Red flags cluster predictably: delivery promised in 24–48 hours, prices around $300, "proprietary AI-assisted pipeline" as a selling point, and reluctance to show anything before the finished draft. Human research and writing have a cost floor. Anyone far below it is automating — and what they are selling you is now, literally, a speedy-deletion criterion.
The compliant 2026 workflow
What survives review in 2026 is the workflow that survived review in every previous year, with the boundaries now written into policy:
- Notability before anything. Establish that independent, reliable, in-depth coverage exists. If it does not, the honest move is to wait — not to draft.
- A human-verified source dossier. Every source opened, read, and graded by a person. AI may help you search; a human confirms each item exists and says what you think it says.
- An outline that follows the sources. The article contains what independent coverage supports — nothing else, however true.
- Human drafting. A person writes the prose, in neutral register, citation by citation. The step the policy now explicitly reserves for humans.
- A citation audit. The five-step reference check above, run as a gate before submission.
- Conflict-of-interest disclosure.
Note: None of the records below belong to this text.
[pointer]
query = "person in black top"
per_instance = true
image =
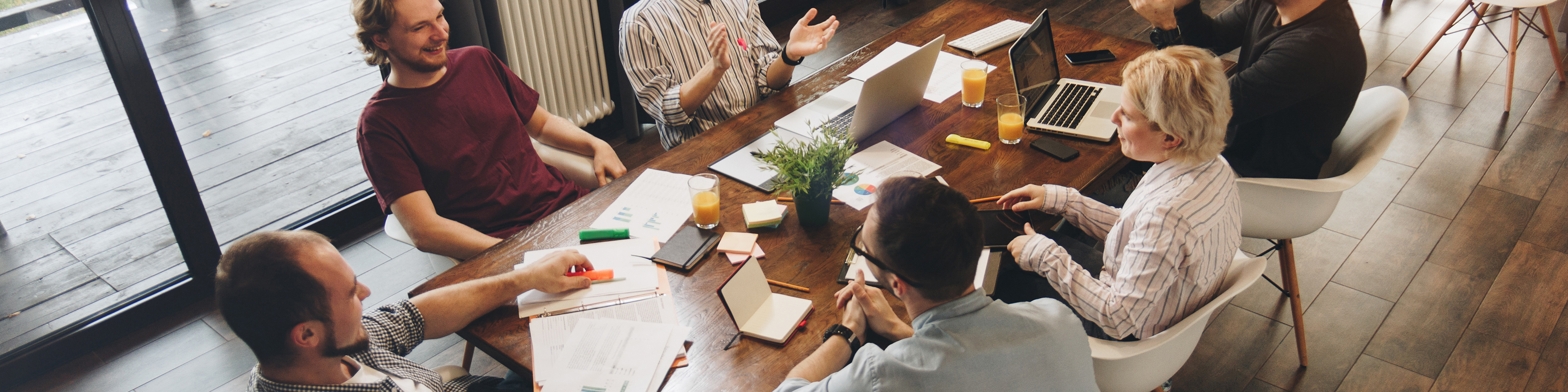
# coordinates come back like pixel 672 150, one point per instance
pixel 1294 85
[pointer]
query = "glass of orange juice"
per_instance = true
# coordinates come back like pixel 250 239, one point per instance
pixel 705 200
pixel 1011 118
pixel 975 82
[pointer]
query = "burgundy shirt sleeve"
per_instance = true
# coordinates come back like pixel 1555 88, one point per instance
pixel 523 98
pixel 387 159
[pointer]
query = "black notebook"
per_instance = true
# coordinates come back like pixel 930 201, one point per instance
pixel 688 247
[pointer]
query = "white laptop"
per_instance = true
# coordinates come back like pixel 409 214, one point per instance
pixel 865 107
pixel 1056 104
pixel 862 107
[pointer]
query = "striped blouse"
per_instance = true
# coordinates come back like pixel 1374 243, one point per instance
pixel 664 45
pixel 1166 252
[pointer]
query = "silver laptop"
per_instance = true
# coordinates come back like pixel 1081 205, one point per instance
pixel 865 107
pixel 1061 106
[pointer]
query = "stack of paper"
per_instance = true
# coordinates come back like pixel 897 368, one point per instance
pixel 655 206
pixel 642 277
pixel 614 355
pixel 874 165
pixel 763 214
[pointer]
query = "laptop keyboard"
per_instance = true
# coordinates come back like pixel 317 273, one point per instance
pixel 1072 106
pixel 843 122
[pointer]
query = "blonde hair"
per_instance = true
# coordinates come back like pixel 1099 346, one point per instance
pixel 374 18
pixel 1183 90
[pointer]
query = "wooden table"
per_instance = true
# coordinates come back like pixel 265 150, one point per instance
pixel 811 258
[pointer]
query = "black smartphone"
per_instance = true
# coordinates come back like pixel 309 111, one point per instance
pixel 1091 57
pixel 1054 148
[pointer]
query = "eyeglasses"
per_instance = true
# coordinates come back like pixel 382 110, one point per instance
pixel 860 252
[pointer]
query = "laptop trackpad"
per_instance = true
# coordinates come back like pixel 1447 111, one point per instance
pixel 1105 109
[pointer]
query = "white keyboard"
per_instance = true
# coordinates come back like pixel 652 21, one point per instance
pixel 993 37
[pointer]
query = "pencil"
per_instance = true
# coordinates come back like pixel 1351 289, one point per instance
pixel 793 200
pixel 789 286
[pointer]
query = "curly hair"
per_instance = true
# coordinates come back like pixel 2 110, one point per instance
pixel 374 18
pixel 1183 90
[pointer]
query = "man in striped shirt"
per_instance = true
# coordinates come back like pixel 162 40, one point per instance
pixel 1167 250
pixel 700 62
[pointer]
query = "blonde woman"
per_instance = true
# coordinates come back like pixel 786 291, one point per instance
pixel 1167 250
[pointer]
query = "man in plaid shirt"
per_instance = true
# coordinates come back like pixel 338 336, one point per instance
pixel 297 303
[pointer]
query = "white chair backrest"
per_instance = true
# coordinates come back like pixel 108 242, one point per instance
pixel 1145 365
pixel 1293 208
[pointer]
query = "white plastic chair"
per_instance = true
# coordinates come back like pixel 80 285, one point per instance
pixel 1283 209
pixel 1145 365
pixel 1481 10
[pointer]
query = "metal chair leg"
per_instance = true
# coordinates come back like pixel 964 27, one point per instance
pixel 1290 277
pixel 468 355
pixel 1457 13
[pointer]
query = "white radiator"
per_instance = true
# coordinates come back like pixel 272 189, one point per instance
pixel 557 49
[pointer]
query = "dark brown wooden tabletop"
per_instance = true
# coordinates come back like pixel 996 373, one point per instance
pixel 800 256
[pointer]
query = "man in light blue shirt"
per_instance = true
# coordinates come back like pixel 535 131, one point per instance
pixel 923 241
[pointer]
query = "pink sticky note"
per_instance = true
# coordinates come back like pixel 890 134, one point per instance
pixel 738 258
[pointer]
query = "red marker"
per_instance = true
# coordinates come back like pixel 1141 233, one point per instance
pixel 595 275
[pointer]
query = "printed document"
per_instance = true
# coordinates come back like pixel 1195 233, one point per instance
pixel 655 206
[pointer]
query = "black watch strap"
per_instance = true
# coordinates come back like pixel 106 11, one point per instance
pixel 846 333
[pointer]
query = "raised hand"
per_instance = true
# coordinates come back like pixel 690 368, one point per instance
pixel 808 40
pixel 719 46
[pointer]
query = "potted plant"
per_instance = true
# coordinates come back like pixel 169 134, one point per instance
pixel 810 172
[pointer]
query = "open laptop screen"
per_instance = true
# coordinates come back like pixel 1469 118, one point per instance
pixel 1034 59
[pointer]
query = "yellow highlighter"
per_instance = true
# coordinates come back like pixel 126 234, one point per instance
pixel 968 142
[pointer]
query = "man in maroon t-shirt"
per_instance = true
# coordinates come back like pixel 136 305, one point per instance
pixel 446 139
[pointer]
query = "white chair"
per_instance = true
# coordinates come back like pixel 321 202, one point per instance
pixel 1145 365
pixel 1283 209
pixel 1479 10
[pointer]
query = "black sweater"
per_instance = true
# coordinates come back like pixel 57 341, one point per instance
pixel 1294 85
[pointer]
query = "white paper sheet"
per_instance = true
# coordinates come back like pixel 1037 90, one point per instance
pixel 550 335
pixel 614 355
pixel 946 78
pixel 655 206
pixel 877 164
pixel 642 275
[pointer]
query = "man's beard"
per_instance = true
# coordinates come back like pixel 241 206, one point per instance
pixel 418 65
pixel 333 350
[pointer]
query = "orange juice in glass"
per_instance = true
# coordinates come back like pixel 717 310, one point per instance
pixel 975 82
pixel 1011 118
pixel 705 200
Paid work is declared per the Terms of Use, and the draft goes through AfC review rather than being slipped directly into the encyclopedia.
- Human responses to human reviewers. Questions at AfC get answered by a person who actually read the sources.
Where can AI legitimately sit? Two places. As a private research assistant — surfacing coverage you then verify by hand — and, under the copyedit exception, as a grammar pass over text you wrote, with every suggestion reviewed. The policy's own caution applies: models "can go beyond what you ask of them and change the meaning of the text such that it is not supported by the sources cited." The text of record stays human. This is how our page creation service is structured, and it predates the ban — the rules caught up with the workflow, not the other way around.
Three questions everyone asks
Will Wikipedia know if I used AI? Often, yes — and the more honest answer is that it does not matter. Detection is probabilistic; enforcement is not. Reviewers act on artifacts: stylistic patterns from the Signs of AI writing guide, references that fail verification, leftover chatbot phrasing. A G15 deletion does not require proving which tool you used. If the artifacts are present, the draft fails; if your process was genuinely human, they are absent. Betting on slipping through is betting against a reviewer corps with two years of practice.
Can AI help with research? Yes, under one rule: nothing a model tells you is true until a human verifies it against the source. Brainstorming where coverage might exist, summarizing an article you then read yourself, organizing notes — fine; that work never touches Wikipedia. Citing AI-suggested references without opening them is how fabricated citations enter drafts, and that is the one mistake with no recovery path.
Does the ban apply to other languages? The March 2026 decision is English Wikipedia policy. Each of the 300-plus other language editions governs itself, and rules genuinely vary — some have their own LLM restrictions, some none yet. Two practical notes: English Wikipedia is harshest on company and biography content, so it sets the de facto standard for commercial work; and the machine translation exception cuts across editions — a human-written article on one edition can be machine-translated to another under human review, making a well-sourced home-market page a strategic asset rather than a consolation prize.
The AI ban did not make Wikipedia harder. It made the shortcuts visible and the honest path official. If your page matters enough to exist, it matters enough to be built the way that holds: human-written, disclosed, source-first — the way that survives 2026 review.